Glenn Reynolds links to an article speculating that Zimbabwe might be on the verge of heading down the same path that Idi Amin’s Uganda took. But the scary thing is that even without that sort of problem, the long term result of Robert Mugabe’s tyranny is going to be unbelievably high numbers of deaths in Zimbabwe due to something that’s been a bit overlooked — the AIDS crisis.
Yes, millions of people in Zimbabwe are at risk of starvation and political violence is likely to rise, but even if those two outcomes are averted, Zimbabwe is headed toward an HIV Holocaust.
In July the United Nations released a report on AIDS in Africa claiming that by 2020, more than 68 million people in Africa will likely die from AIDS. And Zimbabwe is the poster child for the epidemic.
In 1997, an estimated 25 percent of all adults in Zimbabwe were HIV positive. While Mugabe fiddled about with seizing white farms and jailing opposition parties and journalists, that figure jumped to an estimated 33 percent of all adults in Zimbabwe being HIV positive.

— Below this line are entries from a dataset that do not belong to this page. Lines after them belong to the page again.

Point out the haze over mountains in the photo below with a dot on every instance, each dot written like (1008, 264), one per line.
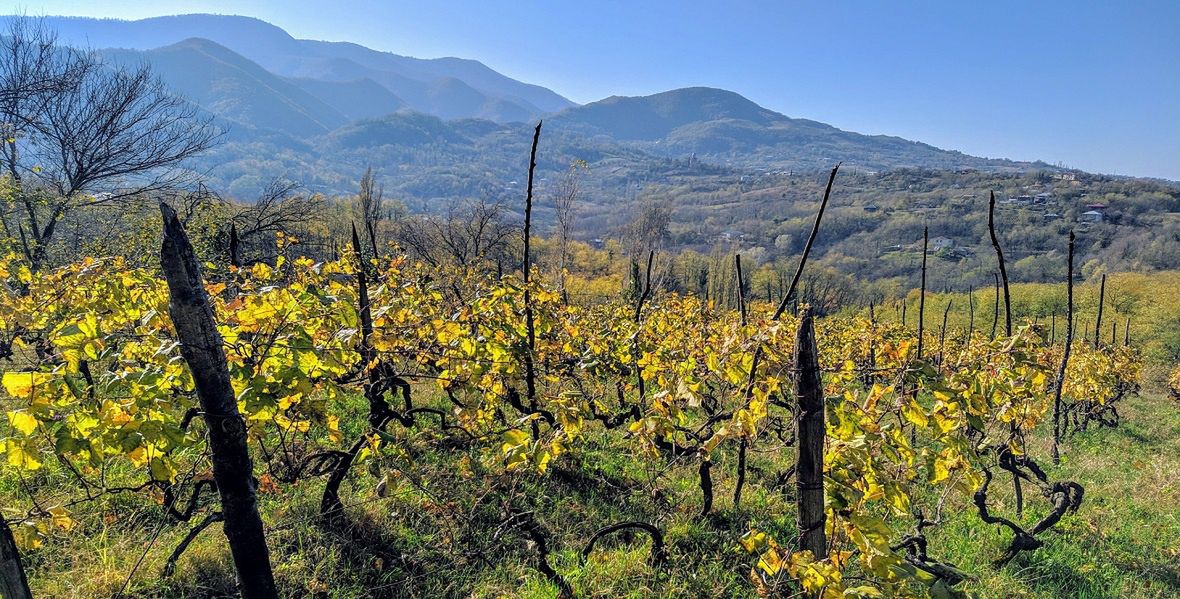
(320, 112)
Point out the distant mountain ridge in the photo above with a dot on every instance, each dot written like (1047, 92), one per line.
(448, 87)
(321, 112)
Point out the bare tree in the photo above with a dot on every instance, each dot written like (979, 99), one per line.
(372, 199)
(279, 209)
(471, 236)
(82, 133)
(648, 230)
(565, 204)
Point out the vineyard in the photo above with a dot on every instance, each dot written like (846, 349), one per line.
(354, 408)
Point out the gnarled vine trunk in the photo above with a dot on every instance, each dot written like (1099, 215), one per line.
(13, 584)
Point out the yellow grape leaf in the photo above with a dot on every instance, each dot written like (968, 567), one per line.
(334, 433)
(23, 421)
(915, 413)
(771, 563)
(26, 537)
(20, 458)
(21, 384)
(60, 518)
(752, 540)
(863, 591)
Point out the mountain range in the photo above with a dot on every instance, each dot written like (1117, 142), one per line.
(320, 112)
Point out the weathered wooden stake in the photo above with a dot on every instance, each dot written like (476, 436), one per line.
(810, 415)
(1064, 356)
(203, 348)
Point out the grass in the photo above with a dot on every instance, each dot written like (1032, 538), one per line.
(430, 537)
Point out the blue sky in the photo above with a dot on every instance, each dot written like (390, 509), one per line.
(1089, 84)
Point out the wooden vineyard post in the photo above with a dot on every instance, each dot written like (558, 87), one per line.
(202, 347)
(810, 415)
(1064, 356)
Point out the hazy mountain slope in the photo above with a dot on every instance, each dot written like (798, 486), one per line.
(486, 93)
(723, 125)
(356, 99)
(235, 89)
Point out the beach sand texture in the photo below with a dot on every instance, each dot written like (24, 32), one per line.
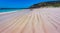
(41, 20)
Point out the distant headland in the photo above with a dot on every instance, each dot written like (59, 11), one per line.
(46, 4)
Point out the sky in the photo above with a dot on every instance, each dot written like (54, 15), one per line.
(19, 3)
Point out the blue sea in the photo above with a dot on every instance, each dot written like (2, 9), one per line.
(8, 10)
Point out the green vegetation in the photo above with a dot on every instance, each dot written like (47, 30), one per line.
(46, 4)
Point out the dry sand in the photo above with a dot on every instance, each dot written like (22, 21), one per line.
(41, 20)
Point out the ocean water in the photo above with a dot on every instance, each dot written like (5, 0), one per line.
(8, 10)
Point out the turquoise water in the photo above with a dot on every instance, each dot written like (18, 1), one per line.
(8, 10)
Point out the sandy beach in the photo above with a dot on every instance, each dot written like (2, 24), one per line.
(41, 20)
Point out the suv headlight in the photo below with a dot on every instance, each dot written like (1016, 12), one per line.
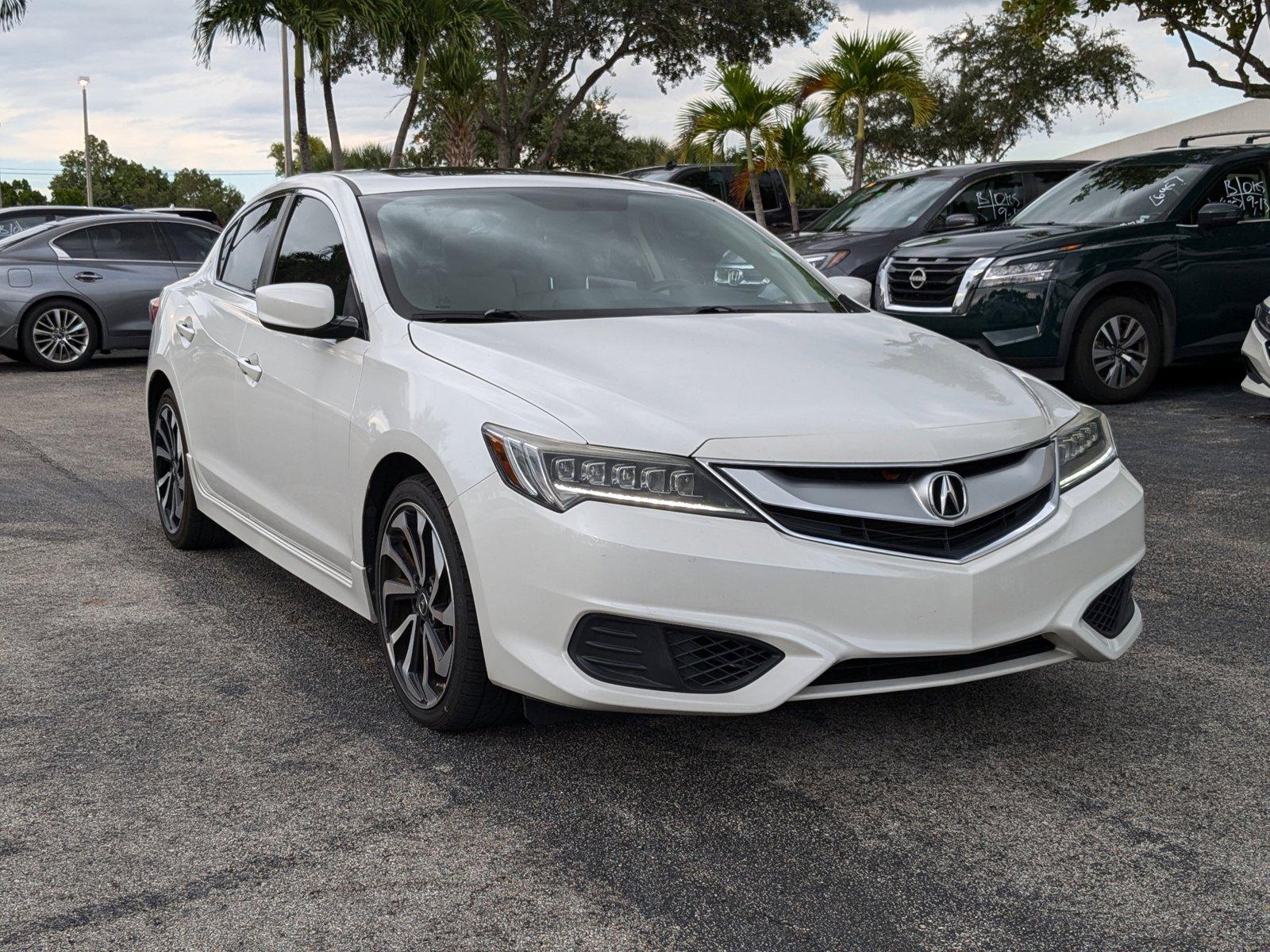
(562, 475)
(1019, 273)
(1085, 446)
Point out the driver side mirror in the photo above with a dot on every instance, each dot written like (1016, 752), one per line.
(962, 220)
(1218, 215)
(308, 310)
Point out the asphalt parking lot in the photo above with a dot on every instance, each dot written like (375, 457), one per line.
(197, 750)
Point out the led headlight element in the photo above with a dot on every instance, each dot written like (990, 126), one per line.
(1019, 273)
(1085, 446)
(562, 475)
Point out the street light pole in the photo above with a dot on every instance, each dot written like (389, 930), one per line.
(88, 152)
(286, 103)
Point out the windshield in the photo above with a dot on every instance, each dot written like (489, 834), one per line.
(1115, 194)
(581, 253)
(892, 203)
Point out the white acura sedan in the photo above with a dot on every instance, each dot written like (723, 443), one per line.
(609, 444)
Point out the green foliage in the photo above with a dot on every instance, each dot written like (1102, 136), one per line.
(1203, 27)
(995, 83)
(118, 182)
(21, 192)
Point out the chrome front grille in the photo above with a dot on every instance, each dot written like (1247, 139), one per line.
(925, 282)
(888, 508)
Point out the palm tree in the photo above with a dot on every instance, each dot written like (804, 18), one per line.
(457, 79)
(12, 13)
(245, 19)
(423, 27)
(747, 107)
(861, 69)
(800, 155)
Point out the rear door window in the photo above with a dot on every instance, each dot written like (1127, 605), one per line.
(1244, 187)
(994, 201)
(245, 248)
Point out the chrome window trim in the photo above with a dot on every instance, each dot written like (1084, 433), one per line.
(714, 467)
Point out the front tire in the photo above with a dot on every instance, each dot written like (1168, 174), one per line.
(427, 616)
(184, 526)
(1117, 352)
(59, 336)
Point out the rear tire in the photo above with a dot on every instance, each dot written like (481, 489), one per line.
(59, 336)
(427, 616)
(1117, 352)
(184, 526)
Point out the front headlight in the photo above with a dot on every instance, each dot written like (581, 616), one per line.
(1019, 273)
(1085, 446)
(562, 475)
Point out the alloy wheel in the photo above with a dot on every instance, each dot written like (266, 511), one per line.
(60, 336)
(417, 605)
(169, 469)
(1121, 351)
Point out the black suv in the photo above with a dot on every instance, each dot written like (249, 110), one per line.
(1121, 270)
(852, 238)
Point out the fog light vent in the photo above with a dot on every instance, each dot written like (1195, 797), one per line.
(651, 655)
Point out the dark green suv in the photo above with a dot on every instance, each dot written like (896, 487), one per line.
(1115, 272)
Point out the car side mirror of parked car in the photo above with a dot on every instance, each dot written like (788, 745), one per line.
(855, 289)
(1218, 215)
(308, 310)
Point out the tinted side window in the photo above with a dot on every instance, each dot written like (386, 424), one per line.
(992, 201)
(245, 248)
(1244, 187)
(127, 241)
(188, 241)
(313, 251)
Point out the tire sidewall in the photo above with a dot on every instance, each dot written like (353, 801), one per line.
(27, 344)
(468, 663)
(1085, 380)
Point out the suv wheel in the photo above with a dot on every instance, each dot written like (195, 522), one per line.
(59, 336)
(184, 526)
(427, 617)
(1117, 352)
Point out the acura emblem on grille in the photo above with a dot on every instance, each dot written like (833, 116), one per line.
(946, 495)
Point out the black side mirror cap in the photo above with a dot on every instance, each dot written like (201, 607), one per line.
(1218, 215)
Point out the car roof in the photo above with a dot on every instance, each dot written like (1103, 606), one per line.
(371, 182)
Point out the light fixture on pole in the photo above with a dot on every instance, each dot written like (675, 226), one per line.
(88, 154)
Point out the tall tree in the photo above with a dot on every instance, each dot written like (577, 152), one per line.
(861, 69)
(425, 27)
(745, 106)
(994, 83)
(1226, 29)
(802, 155)
(245, 19)
(549, 71)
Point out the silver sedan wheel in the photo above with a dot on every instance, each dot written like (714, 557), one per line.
(1121, 351)
(417, 605)
(60, 336)
(169, 469)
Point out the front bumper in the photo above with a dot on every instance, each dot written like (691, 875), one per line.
(535, 574)
(1257, 353)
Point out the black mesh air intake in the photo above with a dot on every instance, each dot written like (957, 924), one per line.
(667, 658)
(1111, 611)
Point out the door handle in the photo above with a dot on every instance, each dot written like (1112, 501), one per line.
(251, 368)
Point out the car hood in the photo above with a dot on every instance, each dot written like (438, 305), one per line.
(994, 241)
(806, 387)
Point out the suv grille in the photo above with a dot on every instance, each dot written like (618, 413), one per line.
(939, 287)
(667, 658)
(1113, 609)
(856, 670)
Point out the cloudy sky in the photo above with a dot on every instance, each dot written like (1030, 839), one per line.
(152, 103)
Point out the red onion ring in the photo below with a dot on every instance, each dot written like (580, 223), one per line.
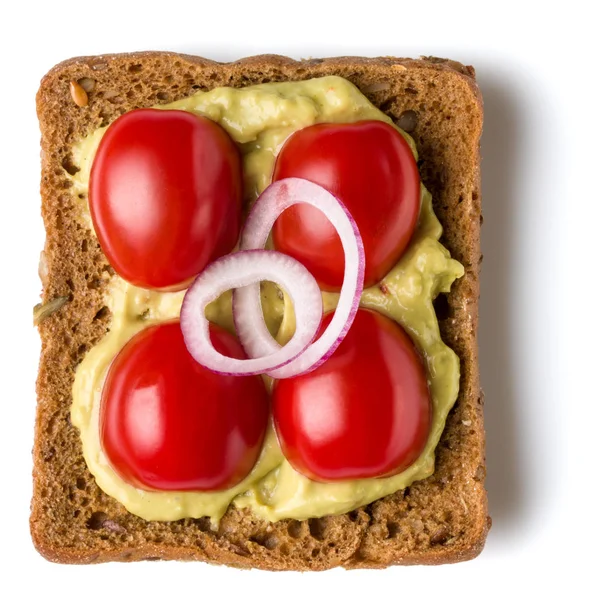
(241, 269)
(252, 332)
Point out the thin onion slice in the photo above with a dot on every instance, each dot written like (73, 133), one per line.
(236, 271)
(253, 334)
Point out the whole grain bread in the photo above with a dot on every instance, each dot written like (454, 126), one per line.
(439, 520)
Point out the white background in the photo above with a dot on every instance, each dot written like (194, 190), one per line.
(537, 65)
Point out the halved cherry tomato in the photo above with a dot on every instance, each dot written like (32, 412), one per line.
(369, 166)
(167, 423)
(366, 412)
(165, 196)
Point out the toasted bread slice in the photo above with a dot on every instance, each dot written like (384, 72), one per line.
(439, 520)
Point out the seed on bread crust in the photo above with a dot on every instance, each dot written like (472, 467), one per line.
(78, 94)
(42, 311)
(408, 121)
(87, 84)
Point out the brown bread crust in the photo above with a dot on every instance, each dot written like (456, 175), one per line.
(442, 519)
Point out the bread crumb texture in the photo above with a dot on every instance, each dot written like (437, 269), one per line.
(441, 519)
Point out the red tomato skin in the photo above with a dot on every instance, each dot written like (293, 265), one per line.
(364, 413)
(167, 423)
(165, 196)
(367, 165)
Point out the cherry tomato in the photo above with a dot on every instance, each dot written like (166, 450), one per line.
(167, 423)
(165, 196)
(366, 412)
(369, 166)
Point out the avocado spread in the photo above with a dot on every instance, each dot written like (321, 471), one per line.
(259, 118)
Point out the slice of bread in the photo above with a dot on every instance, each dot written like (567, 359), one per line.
(439, 520)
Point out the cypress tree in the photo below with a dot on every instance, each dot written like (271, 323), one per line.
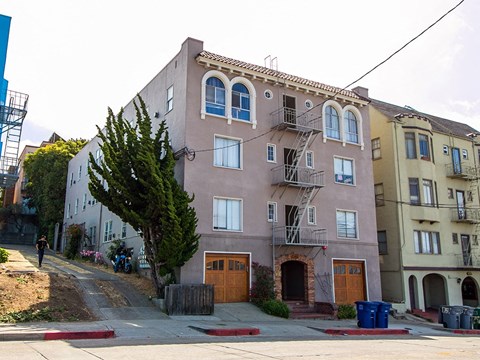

Other countries, such as Botswana, have larger estimated rates of infection, and certainly places like South Africa have dragged their feet at dealing with the epidemic, but at the moment Zimbabwe seems the leading candidate for the nightmare scenario where AIDS all but wipes out a large nation. If Mugabe is able to hold on to power like Mobutu did in Zaire and Amin did in Uganda, by the end of the decade Zimbabwe will likely be looking at HIV infection rates in excess of 50 percent of the adult population and with no end or solution in sight.